Planes with straight irons and flat soles could easily be made by the craftsperson. Taste and fashion in 17th-century wood carving, however, prized decorative features such as moldings and beadings, which led to a proliferation of plane types and established plane making as an industry.
The indispensable common (straight iron) plane was improved in a number of details throughout the years. In Roman planes the wedge holding the iron was jammed against a cross bar in the mouth of the plane. This feature, awkward because it impaired the free escape of the shaving, was eliminated in the 16th century by seating the wedge in tapered grooves.
Another improvement was the invention of the top iron, apparently an English innovation of the late 18th century. This top iron, or chip breaker, used an inverted plane iron placed over the cutting iron to limit the thickness of the shaving and help it to curl out of the mouth. Now called the double iron, it is a feature of all but the smallest of modern planes.
As advanced metallurgy and machine tools allowed good castings to be accurately mass-produced, wooden planes were gradually displaced in Britain and the United States by cast-iron bodies with wooden handles.
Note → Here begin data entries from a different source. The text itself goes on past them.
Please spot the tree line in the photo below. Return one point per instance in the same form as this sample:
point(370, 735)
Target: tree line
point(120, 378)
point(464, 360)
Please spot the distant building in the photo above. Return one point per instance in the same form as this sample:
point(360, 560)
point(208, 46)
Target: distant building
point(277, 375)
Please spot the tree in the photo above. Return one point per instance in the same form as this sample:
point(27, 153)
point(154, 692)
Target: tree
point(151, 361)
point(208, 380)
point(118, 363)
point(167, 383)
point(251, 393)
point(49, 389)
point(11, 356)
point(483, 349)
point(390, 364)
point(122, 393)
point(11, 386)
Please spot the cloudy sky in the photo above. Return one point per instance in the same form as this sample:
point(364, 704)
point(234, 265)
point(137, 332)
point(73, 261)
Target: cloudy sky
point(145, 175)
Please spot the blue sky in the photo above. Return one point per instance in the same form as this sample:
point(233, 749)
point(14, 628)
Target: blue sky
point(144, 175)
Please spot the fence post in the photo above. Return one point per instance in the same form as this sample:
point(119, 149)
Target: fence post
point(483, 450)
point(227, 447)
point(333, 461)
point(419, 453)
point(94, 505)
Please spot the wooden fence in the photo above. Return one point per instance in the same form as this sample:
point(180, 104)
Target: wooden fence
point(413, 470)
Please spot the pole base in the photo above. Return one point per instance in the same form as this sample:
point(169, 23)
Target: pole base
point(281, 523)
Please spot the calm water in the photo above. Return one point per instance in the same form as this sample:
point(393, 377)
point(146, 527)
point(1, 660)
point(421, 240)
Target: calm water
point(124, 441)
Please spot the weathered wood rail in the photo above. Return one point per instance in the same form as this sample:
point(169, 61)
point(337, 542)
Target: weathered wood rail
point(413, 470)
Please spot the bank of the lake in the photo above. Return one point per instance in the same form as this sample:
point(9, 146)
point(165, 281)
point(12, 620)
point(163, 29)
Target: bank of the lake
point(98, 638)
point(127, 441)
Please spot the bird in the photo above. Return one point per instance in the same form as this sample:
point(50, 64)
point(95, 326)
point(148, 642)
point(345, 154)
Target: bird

The 19th century saw much effort in Britain and the United States aimed at eliminating the wedge, which required the use of a hammer to adjust the iron. Various methods for the easy removal and accurate setting of the iron culminated in the screw and lever adjustor for the iron and the cam-actuated cap. This final evolution was completed about 1890, and changes since that time have been trivial. Despite their advantages, continental Europe has not been partial to iron-bodied planes with screw and lever adjustments, and such tools cost much more than the still common wooden plane with wedge and hammer adjustment.
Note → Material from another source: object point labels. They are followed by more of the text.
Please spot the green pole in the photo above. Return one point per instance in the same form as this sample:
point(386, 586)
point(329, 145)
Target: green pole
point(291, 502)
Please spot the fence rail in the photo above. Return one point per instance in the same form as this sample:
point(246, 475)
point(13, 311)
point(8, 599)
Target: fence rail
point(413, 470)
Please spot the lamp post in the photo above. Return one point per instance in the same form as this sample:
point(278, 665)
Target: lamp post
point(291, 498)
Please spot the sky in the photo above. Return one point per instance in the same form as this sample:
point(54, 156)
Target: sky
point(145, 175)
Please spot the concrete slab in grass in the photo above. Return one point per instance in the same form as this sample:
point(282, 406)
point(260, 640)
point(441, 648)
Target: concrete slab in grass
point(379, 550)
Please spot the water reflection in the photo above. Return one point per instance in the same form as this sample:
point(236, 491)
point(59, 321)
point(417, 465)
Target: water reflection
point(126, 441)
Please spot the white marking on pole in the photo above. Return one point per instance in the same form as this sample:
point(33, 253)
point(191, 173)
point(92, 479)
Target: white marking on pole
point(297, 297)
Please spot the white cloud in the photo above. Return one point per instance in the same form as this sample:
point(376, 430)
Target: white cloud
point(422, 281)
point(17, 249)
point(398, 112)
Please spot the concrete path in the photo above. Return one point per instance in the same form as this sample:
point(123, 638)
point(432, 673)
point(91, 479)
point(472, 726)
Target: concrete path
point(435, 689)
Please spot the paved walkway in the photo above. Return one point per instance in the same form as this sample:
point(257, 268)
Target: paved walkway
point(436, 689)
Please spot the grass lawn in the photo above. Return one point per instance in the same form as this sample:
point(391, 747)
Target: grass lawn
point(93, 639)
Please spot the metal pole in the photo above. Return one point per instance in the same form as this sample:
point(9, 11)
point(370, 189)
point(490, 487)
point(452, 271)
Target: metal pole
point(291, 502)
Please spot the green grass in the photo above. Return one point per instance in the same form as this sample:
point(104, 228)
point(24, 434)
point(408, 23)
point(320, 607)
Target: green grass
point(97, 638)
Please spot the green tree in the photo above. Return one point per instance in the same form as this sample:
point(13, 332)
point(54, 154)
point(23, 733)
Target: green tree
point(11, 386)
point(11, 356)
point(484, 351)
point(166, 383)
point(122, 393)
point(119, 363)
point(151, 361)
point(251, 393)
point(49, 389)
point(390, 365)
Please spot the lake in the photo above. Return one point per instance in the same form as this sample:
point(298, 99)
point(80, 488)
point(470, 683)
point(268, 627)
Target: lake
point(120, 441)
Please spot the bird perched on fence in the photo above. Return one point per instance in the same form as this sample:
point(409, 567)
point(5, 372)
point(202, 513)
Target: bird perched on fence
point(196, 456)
The spokeshave, which may be likened to a short-bodied plane with a handle on either side allowing the tool to be pulled toward the operator, has left little in the way of a record. The term was first used about 1510, but the earliest known example seems to be only half as old. Both the English word and the German Speichenhobel suggest that it was originally the specialized tool of a wheelwright that became generalized for use on convex surfaces. As with the plane, the cutting blade (iron) projects only slightly from the short sole to regulate the depth of cut.
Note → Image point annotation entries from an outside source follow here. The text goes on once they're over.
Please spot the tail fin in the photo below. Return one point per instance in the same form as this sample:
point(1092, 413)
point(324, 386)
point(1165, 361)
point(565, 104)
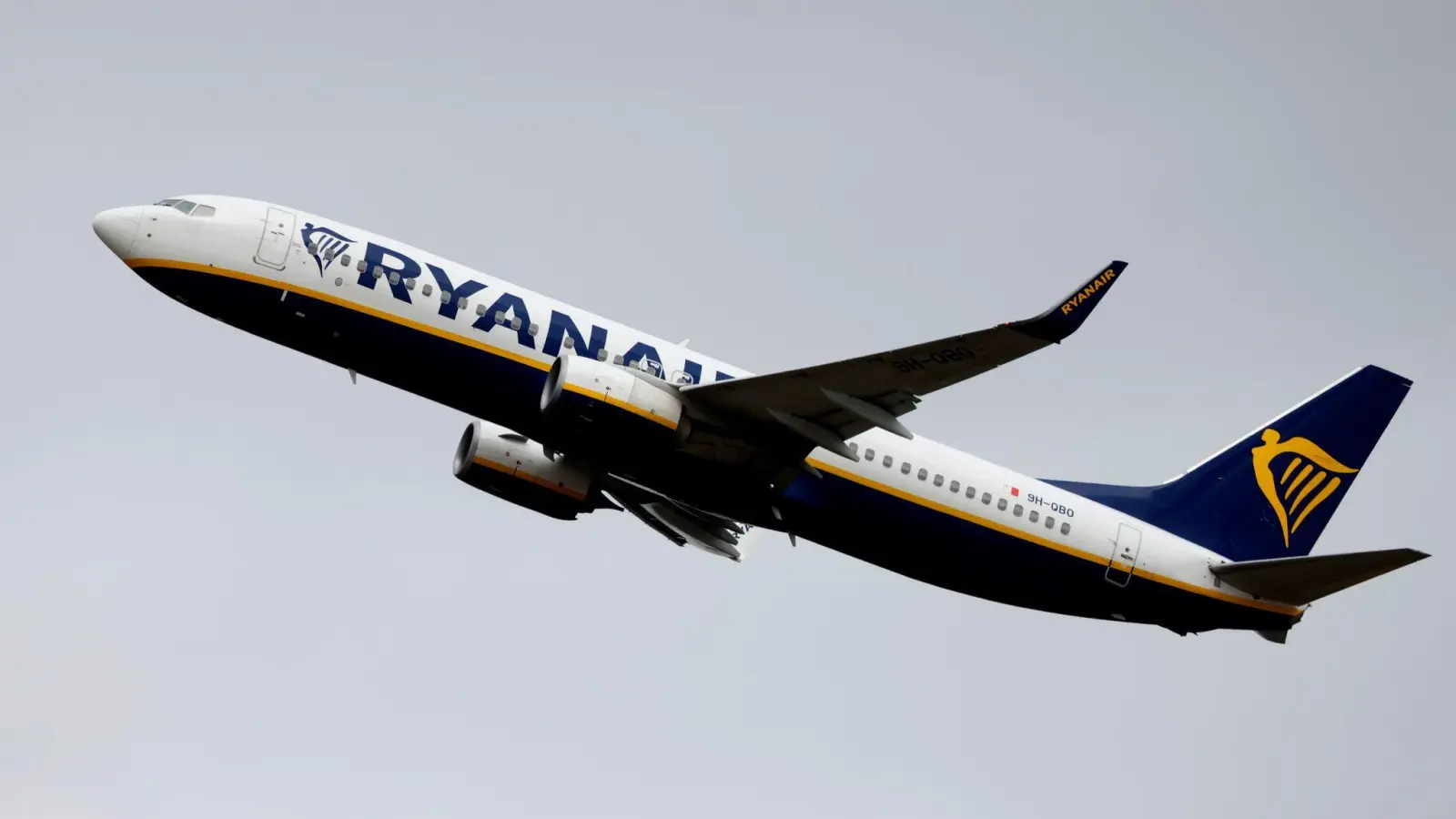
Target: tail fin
point(1271, 493)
The drawknife is a handled blade that is pulled toward the operator. It is a rather questionable relative of the plane, for, though it lifts shavings in a similar manner, it lacks the positive thickness control of the plane. The tangs at the ends of the modern knife are bent at right angles in the plane of the blade. While it is used in much the manner of a spokeshave, the drawknife is actually a roughing tool for the quick removal of stock. Skill is required in its use because the depth of cut is regulated by the tilt of the blade, and the grain of the wood tends to assert itself. The drawknife appears to be an older tool than the spokeshave and has undergone a change since the Viking times when it was first used. Under the Vikings the handles were bent at right angles to the plane of the blade, and the tool seems to have been used for smoothing axed or adzed timber in medieval Scandinavia, Russia, and elsewhere.